A morbid fascination kept him among the Scudders, listening to their vulgarity, and tracing the gestures of his friend in theirs. He tried to be pleasant and ingratiate himself, and failed, for his self-confidence had gone. As he brooded a quiet voice said, "Good afternoon, Mr Hall." He could not reply. The surprise was too complete. It was Mr Borenius. And both of them remembered that initial silence of his, and his frightened gaze, and the quick movement with which he removed his pipe from his lips, as if smoking were forbidden by the clergy.

Mr Borenius introduced himself gently to the company; he had come to see his young parishioner off, since the distance was not great from Penge. They discussed which route Alec would arrive by — there seemed some uncertainty — and Maurice tried to slip off, for the situation had become equivocal. But Mr Borenius checked him. "Going on deck?" he inquired; "I too. I too." They returned to the air and sunlight; the shallows of Southampton Water stretched golden around them, edged by the New Forest. To Maurice the beauty of the evening seemed ominous of disaster.

"Now this is very kind of you," said the clergyman, beginning at once. He spoke as one social worker to another, but Maurice thought there was a veil over his voice. He tried to reply — two or three normal sentences would save him — but no words would come, and his underlip trembled like an unhappy boy's. "And the more kind because if I remember rightly you disapprove of young Scudder. You told me when we dined at Penge that he was 'a bit of a swine' — an expression that, as applied to a fellow creature, struck me. I could hardly believe my eyes when I saw you among his friends down here. Believe me, Mr Hall, he will value the attention though he may not appear to. Men like that are more impressionable than the outsider supposes. For good and for evil."

Maurice tried to stop him by saying, "Well… what about you?"

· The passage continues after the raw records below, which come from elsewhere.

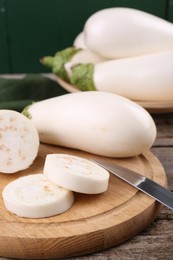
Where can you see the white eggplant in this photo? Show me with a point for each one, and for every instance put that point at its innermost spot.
(124, 32)
(144, 78)
(79, 41)
(19, 142)
(76, 173)
(82, 57)
(34, 196)
(96, 122)
(63, 60)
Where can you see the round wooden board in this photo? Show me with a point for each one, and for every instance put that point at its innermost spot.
(94, 222)
(154, 107)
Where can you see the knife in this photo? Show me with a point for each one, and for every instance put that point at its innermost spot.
(141, 182)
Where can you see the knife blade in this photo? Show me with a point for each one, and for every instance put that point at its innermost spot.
(140, 182)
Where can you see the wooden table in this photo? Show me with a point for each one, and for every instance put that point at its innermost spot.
(156, 241)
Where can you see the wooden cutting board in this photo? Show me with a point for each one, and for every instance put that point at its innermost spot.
(95, 222)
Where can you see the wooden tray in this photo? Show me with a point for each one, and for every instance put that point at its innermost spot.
(95, 222)
(150, 106)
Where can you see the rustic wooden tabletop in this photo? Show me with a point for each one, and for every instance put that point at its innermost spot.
(156, 241)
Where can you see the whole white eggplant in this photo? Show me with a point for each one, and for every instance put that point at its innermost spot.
(124, 32)
(143, 78)
(96, 122)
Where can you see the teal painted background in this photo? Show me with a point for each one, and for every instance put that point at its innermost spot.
(30, 29)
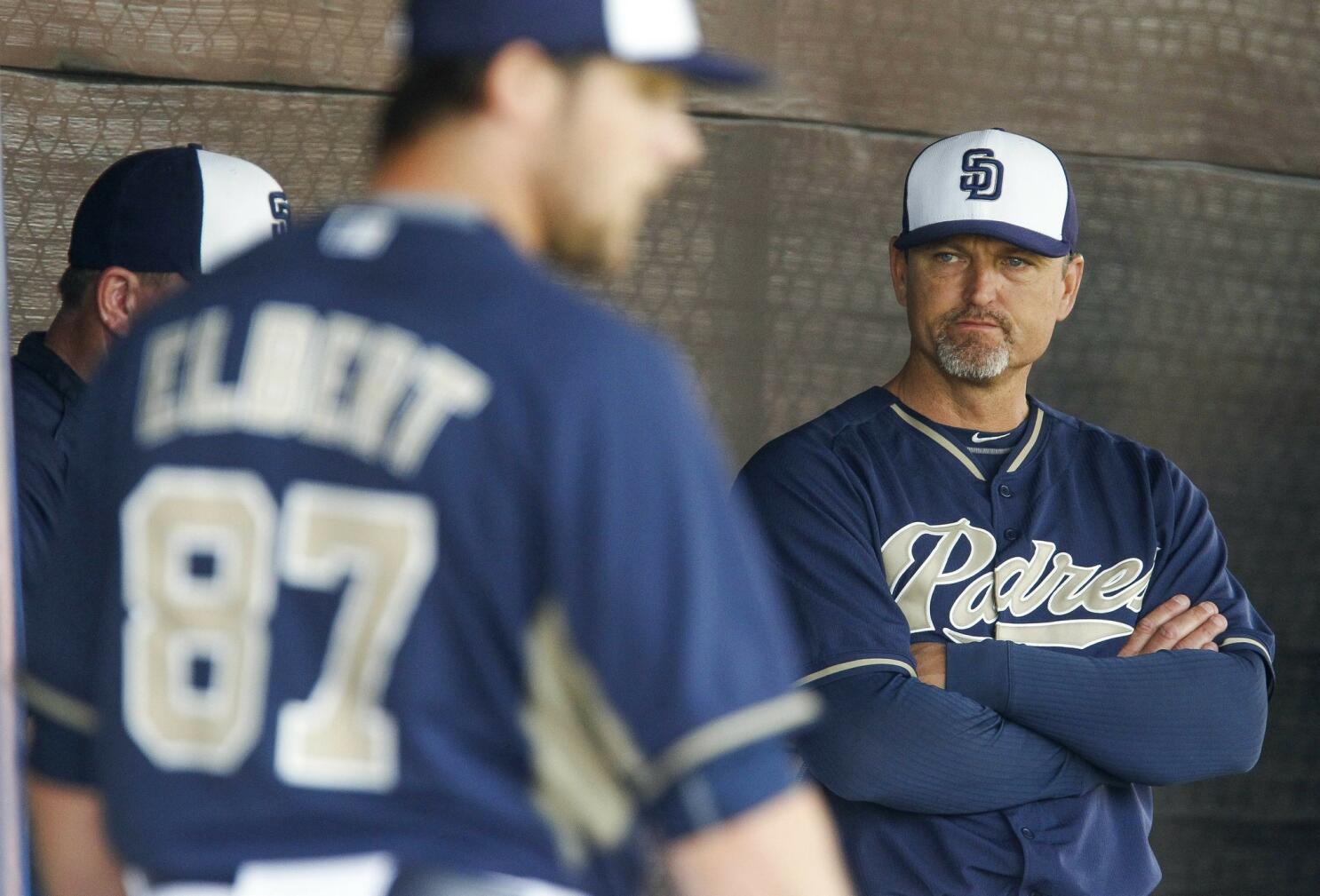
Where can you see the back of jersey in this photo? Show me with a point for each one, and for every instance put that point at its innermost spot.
(378, 540)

"I? Why have I come? You will only laugh. I have come to bring him a letter of introduction to an Anglican priest at Buenos Aires in the hope that he will get confirmed after landing. Absurd, is it not? But being neither a helleriist nor an atheist I hold that conduct is dependent on faith, and that if a man is a" bit of a swine' the cause is to be found in some misapprehension of God. Where there is heresy, immorality will sooner or later ensue. But you — how came you to know so precisely when his boat sailed?"